There’s a very definite end-of-tour feel about Bag Of Cans tonight. A looseness, a slightly frayed edge — although, to be fair, it feels like that’s probably how they go about their business on a daily basis anyway.
They kick off with “Favourite Shirt”, complete with that trumpet line cutting through the chaos, which quite frankly has the sort of swagger that makes you think Blur need their song back. From there it rolls straight into “Spin Cycle”, which absolutely sounds like it’s fuelled by hair-of-the-dog energy — and fittingly, “Hair of the Dog” follows, sounding exactly like a band who’ve been living in venues for days and leaning into it.
“Milk and More” comes with the context that matters here: it’s a song about a cocaine-addled milkman. No joke. If you’re going to write a song like that, you might as well play it — and they do, with the sort of commitment that suggests they know exactly how ridiculous it is.
The little dance happens during “Man in the Shed”, a song that feels oddly joyous for something that sounds like it’s about carbon monoxide equipment and bad decisions. There’s a sort of punkish, chaotic joy to all of this — messy, zany, and deliberately off-kilter.
And like they say themselves: not what you thought at an Ash gig.

From our vantage point above the crowd at the Institute this evening, we can see the whole room — including the bar staff on the right-hand side, clearly enjoying themselves, dancing away to songs that strike you as… well… they wouldn’t have been born when “1977” came out. And that’s the thing straight away: these songs don’t feel old, they feel alive.
Ash are a classic rock band who have been around for 30 years, and what they’ve produced in those 30 years is remarkable. There’s a new attitude here, and a sense that this material matters just as much to them as anything that’s come before.
The first four songs come from the new album — they are evidently keen on the new album Ad Astra — and they earn their place completely. The title track sets the tone, and after it comes “A Life Less Ordinary”, which is a bold bit of sequencing because when that song hits, it changes everything. The room shifts.

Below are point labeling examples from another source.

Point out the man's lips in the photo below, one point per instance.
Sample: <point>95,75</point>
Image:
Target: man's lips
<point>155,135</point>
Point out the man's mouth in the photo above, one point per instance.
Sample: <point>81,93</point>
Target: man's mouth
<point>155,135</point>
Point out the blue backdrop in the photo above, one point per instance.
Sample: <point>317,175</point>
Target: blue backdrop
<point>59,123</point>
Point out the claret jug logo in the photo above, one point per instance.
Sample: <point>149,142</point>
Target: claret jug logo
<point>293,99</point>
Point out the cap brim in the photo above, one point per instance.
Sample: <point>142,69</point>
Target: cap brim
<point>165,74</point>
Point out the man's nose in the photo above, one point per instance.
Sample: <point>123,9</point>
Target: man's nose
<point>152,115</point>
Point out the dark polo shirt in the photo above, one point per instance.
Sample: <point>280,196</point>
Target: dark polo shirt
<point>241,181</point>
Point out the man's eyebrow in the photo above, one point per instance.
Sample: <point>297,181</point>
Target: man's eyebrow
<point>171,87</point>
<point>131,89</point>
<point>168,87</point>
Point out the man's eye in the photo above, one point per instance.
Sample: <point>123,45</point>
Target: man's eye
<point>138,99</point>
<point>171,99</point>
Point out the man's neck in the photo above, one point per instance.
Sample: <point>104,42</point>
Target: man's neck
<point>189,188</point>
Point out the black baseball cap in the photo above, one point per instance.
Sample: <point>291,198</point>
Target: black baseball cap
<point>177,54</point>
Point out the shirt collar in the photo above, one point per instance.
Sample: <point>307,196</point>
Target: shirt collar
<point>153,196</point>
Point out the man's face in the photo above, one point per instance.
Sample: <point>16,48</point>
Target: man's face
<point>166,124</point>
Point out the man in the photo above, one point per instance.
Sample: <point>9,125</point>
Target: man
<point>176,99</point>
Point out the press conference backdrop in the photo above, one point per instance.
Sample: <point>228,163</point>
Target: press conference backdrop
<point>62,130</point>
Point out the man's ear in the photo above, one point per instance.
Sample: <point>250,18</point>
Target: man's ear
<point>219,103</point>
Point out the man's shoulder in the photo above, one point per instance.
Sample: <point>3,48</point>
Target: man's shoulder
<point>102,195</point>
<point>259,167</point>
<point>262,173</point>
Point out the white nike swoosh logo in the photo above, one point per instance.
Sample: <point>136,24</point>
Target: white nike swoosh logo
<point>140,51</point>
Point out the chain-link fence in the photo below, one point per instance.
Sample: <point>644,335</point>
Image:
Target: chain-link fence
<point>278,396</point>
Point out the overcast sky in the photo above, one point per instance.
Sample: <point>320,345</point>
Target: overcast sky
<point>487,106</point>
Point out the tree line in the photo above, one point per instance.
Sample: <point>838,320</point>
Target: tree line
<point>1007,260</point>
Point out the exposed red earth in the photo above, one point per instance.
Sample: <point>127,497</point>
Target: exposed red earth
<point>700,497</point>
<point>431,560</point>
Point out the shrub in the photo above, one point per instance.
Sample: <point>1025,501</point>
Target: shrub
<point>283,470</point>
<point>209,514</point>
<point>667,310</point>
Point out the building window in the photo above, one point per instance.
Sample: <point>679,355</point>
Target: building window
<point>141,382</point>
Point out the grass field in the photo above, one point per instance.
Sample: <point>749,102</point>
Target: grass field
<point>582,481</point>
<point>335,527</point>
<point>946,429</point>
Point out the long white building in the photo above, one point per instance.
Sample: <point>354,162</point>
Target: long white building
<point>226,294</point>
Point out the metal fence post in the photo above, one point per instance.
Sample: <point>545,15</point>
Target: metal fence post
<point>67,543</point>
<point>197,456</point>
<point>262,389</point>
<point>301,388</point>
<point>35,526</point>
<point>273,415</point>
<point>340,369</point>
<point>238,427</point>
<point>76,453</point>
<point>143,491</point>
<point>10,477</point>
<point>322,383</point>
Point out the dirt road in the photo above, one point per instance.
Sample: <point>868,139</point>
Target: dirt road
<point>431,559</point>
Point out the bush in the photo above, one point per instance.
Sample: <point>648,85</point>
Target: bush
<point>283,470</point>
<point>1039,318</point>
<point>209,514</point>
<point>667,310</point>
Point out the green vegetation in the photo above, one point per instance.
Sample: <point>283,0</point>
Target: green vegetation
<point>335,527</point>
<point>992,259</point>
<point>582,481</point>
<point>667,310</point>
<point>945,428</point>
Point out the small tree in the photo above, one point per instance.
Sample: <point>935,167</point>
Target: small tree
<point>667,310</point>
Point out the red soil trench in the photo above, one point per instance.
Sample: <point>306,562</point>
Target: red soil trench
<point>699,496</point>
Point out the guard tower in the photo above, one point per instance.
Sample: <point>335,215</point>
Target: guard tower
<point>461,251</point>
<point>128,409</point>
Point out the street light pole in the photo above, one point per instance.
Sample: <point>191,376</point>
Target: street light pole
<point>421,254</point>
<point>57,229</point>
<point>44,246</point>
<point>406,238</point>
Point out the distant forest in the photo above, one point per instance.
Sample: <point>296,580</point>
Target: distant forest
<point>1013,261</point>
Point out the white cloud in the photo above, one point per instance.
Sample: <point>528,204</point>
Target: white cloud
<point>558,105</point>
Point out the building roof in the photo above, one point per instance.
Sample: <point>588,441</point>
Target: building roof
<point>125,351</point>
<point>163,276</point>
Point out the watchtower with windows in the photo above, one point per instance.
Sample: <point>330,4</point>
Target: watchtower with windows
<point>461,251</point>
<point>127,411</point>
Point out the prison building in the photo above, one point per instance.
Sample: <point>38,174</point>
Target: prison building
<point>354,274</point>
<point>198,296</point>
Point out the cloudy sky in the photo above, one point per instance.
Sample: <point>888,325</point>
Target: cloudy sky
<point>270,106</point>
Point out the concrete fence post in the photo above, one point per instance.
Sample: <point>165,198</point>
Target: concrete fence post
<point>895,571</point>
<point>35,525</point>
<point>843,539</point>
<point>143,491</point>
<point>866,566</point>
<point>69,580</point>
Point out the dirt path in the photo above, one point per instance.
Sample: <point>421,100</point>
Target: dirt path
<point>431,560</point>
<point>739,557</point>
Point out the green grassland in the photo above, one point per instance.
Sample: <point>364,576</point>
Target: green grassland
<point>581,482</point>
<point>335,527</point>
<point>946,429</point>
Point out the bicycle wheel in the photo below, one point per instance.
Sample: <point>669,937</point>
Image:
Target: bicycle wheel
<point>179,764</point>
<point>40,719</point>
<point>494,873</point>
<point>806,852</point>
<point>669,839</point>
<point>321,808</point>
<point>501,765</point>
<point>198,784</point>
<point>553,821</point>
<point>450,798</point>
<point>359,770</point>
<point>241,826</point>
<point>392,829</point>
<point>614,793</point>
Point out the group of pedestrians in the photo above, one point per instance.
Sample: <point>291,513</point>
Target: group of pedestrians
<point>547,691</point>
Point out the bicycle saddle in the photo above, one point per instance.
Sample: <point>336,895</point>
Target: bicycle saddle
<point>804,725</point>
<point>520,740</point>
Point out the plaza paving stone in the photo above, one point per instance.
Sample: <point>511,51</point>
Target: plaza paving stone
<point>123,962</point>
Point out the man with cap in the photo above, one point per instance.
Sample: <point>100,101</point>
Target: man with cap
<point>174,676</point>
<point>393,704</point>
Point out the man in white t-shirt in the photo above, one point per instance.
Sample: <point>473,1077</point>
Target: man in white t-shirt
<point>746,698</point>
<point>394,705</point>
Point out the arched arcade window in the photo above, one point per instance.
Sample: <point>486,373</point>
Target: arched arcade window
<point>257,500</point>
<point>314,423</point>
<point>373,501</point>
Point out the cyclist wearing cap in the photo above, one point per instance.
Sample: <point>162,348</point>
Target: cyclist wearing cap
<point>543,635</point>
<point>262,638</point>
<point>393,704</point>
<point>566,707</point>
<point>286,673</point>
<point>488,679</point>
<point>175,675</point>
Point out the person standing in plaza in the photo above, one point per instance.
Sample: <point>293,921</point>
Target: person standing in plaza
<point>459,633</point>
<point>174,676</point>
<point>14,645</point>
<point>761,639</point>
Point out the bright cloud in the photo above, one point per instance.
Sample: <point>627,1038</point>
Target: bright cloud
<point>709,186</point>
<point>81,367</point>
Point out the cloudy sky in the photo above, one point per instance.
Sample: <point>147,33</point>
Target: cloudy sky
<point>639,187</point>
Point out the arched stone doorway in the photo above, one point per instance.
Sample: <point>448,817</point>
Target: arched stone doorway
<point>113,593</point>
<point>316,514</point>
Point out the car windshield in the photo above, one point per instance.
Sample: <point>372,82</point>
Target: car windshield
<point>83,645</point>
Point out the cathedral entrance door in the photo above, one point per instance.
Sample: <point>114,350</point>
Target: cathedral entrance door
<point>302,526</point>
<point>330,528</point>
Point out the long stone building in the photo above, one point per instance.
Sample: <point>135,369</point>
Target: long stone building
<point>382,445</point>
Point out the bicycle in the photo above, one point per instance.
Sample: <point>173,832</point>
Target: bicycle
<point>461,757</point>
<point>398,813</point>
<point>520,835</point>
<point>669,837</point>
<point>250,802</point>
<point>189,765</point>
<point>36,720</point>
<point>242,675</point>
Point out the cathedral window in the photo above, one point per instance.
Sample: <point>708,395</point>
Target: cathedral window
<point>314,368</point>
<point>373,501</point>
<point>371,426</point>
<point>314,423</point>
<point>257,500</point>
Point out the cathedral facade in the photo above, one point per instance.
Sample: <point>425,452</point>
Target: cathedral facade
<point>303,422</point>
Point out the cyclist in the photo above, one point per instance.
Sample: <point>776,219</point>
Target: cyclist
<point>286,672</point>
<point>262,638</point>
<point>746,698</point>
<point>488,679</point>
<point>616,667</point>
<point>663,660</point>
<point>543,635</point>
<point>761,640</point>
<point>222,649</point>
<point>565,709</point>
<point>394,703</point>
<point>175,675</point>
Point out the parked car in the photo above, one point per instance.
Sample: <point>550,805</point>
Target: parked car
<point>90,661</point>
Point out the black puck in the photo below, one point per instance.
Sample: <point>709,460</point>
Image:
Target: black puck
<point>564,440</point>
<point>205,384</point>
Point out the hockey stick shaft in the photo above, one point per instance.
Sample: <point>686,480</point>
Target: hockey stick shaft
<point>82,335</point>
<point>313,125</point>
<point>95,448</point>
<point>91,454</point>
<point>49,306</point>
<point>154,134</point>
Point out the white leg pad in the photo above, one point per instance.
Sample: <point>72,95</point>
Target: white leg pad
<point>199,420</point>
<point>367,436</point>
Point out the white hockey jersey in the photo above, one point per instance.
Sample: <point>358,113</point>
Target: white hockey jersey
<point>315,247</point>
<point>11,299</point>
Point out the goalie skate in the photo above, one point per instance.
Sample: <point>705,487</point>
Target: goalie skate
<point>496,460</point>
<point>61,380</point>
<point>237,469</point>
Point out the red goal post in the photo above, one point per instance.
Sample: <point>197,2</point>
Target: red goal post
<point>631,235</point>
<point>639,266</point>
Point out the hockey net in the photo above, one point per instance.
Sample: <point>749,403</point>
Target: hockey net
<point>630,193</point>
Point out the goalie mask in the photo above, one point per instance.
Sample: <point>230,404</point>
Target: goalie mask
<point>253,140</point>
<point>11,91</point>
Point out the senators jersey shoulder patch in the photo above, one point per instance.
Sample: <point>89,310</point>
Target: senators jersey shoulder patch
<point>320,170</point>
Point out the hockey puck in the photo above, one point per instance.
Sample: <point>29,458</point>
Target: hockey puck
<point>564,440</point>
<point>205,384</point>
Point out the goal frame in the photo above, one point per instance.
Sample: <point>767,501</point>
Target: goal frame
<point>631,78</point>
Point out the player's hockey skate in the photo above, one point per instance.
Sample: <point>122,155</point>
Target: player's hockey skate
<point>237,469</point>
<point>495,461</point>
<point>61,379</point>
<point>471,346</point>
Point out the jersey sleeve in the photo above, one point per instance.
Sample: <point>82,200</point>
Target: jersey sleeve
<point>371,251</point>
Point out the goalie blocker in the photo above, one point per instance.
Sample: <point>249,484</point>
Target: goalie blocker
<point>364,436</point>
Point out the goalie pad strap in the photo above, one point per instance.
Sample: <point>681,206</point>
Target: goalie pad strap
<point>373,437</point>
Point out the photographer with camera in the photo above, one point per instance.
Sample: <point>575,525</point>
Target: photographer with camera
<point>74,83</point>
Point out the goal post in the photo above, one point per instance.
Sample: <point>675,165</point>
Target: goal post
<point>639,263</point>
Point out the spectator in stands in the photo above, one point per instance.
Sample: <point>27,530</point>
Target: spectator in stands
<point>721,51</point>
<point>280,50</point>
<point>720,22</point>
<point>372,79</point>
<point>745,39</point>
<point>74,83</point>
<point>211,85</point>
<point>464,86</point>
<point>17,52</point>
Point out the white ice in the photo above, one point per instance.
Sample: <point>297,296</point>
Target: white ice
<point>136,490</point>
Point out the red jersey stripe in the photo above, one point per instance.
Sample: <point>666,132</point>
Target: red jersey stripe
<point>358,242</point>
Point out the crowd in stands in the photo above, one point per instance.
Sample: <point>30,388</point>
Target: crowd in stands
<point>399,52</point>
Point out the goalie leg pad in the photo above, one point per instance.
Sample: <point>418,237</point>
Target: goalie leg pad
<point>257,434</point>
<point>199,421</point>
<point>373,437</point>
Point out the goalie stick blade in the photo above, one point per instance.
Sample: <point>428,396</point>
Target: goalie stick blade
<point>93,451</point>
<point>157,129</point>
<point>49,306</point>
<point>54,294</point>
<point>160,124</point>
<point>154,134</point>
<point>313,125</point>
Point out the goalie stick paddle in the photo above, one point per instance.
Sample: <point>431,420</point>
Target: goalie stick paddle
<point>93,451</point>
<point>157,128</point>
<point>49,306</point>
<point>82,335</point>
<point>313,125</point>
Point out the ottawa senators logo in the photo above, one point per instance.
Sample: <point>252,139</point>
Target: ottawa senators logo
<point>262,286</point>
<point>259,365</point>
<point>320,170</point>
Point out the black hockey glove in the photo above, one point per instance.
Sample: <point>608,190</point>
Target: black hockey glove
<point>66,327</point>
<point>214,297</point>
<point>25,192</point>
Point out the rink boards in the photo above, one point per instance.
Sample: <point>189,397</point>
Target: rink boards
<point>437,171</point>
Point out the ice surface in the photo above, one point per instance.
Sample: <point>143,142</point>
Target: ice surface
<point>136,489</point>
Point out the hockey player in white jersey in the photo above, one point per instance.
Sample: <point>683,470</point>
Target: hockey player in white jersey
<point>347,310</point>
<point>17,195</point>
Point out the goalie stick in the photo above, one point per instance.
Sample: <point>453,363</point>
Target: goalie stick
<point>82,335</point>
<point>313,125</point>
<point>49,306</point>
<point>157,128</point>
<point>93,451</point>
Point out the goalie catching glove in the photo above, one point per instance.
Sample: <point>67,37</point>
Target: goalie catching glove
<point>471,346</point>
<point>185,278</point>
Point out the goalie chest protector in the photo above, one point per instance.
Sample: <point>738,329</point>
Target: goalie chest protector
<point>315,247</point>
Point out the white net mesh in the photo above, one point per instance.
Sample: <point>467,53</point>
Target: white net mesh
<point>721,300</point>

From there it moves into “Orpheus” and “Goldfinger”, two songs that underline just how deep the catalogue runs. There’s a real contrast when the darker, heavier “Deadly Love” follows — and then “Which One Do You Want?”, also from the new record. It’s around here that Tim Wheeler does his chat about choices — Birmingham City or Aston Villa, Noddy Holder or Ozzy Osbourne — and for the latter I will choose Noddy, but I probably should keep that quiet, shall we think? Probably best to remember the middle of this.
Then there are the two huge anthems. First “Shining Light”, then “Oh Yeah” — both absolutely enormous. Before things tip fully into party mode, there’s “Hallion”, the standout from the last record, which lands perfectly in this set and reminds you just how sharp the more recent material still is.
That gives way to the calypso cover before “Jump In The Line”, which somehow makes complete sense in this moment.” The main set ends with “Kung Fu” and “Girl From Mars” — because why not. Particularly “Girl From Mars”, an absolute fizzbomb full of E-numbers and sugar, and it’s as fresh as ever.
The encore begins with Tim Wheeler playing acoustic on his own for “My Favourite Ghost”, before the band return for “Braindead”, and finally the one they’re always going to play: “Burn Baby Burn.”
You can reach for the cliché if you want, but it fits: Ash are magnificent. Not just one of the best bands of their generation — one of the best bands this country has produced. There’s a world where these anthems were ringing out in stadiums last summer instead of Oasis.
Instead, Ash are doing something they would probably consider better: being a brilliant rock band on their own terms, night after night — and proving it all over again.